The spectrum of \(\alpha\)-resolvable block designs with block size 3 (Q1183993)

A balanced incomplete block design \(D(v,k,\lambda)\) is called \(\alpha\)- resolvable if its blocks can be partitioned into classes such that each point of the design lies in exactly \(\alpha\) blocks of each class. Necessary conditions for such a partitioning to exist include (i) \(bk=vr\); (ii) \(\lambda (v-1)=r(k-1)\); (iii) \(k\mid \alpha v\); (iv) \(\alpha\mid r\), where (i) and (ii) are the usual necessary conditions for the existence of any BIBD. The present paper is concerned with the sufficiency of the above conditions in the case when \(k=3\) (i.e., triple systems).

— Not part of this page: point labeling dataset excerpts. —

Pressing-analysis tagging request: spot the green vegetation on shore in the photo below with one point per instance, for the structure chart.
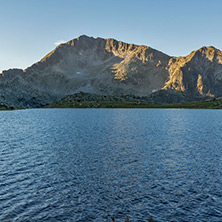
(85, 100)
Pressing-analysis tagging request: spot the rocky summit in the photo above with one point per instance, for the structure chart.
(113, 68)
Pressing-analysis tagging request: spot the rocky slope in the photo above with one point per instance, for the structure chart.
(111, 67)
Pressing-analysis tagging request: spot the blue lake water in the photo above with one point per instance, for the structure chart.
(95, 164)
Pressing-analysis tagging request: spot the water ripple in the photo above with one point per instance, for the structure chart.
(92, 165)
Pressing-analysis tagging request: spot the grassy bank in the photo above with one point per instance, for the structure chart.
(207, 104)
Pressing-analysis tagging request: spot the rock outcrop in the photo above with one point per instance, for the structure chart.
(111, 67)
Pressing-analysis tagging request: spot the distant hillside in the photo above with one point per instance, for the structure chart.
(113, 68)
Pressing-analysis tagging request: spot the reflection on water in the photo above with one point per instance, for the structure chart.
(94, 164)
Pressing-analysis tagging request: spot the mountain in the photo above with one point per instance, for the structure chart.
(111, 67)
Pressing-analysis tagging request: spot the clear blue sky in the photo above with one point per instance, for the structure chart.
(29, 29)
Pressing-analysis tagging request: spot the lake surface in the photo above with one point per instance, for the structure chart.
(95, 164)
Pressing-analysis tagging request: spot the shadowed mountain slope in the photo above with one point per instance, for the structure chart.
(111, 67)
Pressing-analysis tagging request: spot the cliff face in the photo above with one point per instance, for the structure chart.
(110, 67)
(199, 73)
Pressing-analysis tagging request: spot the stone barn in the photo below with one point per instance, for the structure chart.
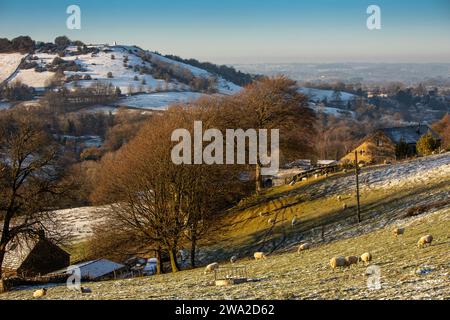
(381, 146)
(34, 256)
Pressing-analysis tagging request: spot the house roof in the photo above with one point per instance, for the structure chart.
(410, 134)
(20, 248)
(93, 269)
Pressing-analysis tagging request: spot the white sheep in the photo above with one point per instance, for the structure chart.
(366, 257)
(40, 293)
(425, 240)
(211, 267)
(259, 256)
(351, 260)
(338, 262)
(303, 247)
(398, 231)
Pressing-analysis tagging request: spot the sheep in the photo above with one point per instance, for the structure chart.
(366, 257)
(398, 231)
(40, 293)
(211, 267)
(425, 240)
(350, 260)
(338, 262)
(303, 247)
(259, 256)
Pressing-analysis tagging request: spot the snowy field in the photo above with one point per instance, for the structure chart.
(8, 64)
(419, 172)
(158, 101)
(333, 111)
(4, 105)
(97, 67)
(79, 222)
(319, 95)
(38, 80)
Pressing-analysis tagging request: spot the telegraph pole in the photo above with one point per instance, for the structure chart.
(357, 186)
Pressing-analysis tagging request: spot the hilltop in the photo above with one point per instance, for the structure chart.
(148, 80)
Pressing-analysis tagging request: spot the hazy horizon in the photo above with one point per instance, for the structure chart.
(237, 32)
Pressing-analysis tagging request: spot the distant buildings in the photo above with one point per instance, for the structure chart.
(381, 146)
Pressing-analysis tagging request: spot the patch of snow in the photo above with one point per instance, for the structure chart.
(8, 64)
(320, 95)
(158, 101)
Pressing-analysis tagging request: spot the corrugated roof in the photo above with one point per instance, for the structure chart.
(410, 134)
(93, 269)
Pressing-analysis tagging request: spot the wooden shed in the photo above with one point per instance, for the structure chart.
(34, 256)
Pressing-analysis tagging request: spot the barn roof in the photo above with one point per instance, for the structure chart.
(410, 134)
(19, 249)
(93, 269)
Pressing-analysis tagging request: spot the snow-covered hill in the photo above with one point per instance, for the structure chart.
(119, 61)
(318, 95)
(9, 62)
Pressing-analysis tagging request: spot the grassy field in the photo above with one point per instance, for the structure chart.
(407, 272)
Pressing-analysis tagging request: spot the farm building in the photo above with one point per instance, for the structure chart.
(381, 146)
(34, 256)
(100, 269)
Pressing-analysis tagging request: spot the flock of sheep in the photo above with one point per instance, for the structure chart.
(335, 262)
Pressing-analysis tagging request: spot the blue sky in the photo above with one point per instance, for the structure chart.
(247, 31)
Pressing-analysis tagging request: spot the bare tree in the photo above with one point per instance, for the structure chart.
(275, 103)
(29, 179)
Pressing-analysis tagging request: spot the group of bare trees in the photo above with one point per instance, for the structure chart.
(31, 179)
(168, 206)
(154, 203)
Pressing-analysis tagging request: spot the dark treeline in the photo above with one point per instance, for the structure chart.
(226, 72)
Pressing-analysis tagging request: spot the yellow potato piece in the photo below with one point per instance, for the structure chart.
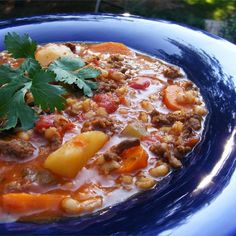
(51, 52)
(72, 156)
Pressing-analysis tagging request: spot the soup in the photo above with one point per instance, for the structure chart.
(127, 122)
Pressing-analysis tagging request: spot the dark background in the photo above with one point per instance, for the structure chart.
(216, 16)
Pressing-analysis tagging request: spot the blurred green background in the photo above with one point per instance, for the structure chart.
(215, 16)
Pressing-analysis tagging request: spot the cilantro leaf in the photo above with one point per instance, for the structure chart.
(17, 109)
(46, 95)
(7, 74)
(20, 46)
(66, 70)
(13, 106)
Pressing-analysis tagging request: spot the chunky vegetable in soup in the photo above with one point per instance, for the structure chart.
(85, 126)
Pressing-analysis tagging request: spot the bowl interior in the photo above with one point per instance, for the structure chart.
(207, 60)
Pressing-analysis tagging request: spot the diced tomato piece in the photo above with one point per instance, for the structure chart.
(133, 159)
(122, 100)
(45, 122)
(108, 101)
(140, 83)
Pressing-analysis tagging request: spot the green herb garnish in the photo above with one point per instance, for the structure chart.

When \((v,\alpha)=(6,1)\), \textit{A. Hartman} [A survey of the existence problem for resolvable designs, Proc. 1st Franco-southeast Asian math. Conf., Singapore 1979, Vol. 2, Southeast Asian Bull. Math., Special Issue, 268- 277 (1979; Zbl 0444.05019)] has shown that a 1-resolvable \((6,3,\lambda)\)-design exists if and only if \(\lambda\equiv 0\pmod 4\). If \((v,\alpha)\neq (6,1)\), the authors of this article show that conditions (i)--(iv) above are sufficient for the existence of an \(\alpha\)- resolvable \((v,3,\lambda)\)-design. One of the main techniques used is the notion of a resolvable frame as introduced by \textit{H. Hanani} in [On resolvable balanced incomplete block designs, J. Comb. Theory, Ser. A. 17, 275-289 (1974; Zbl 0305.05010)].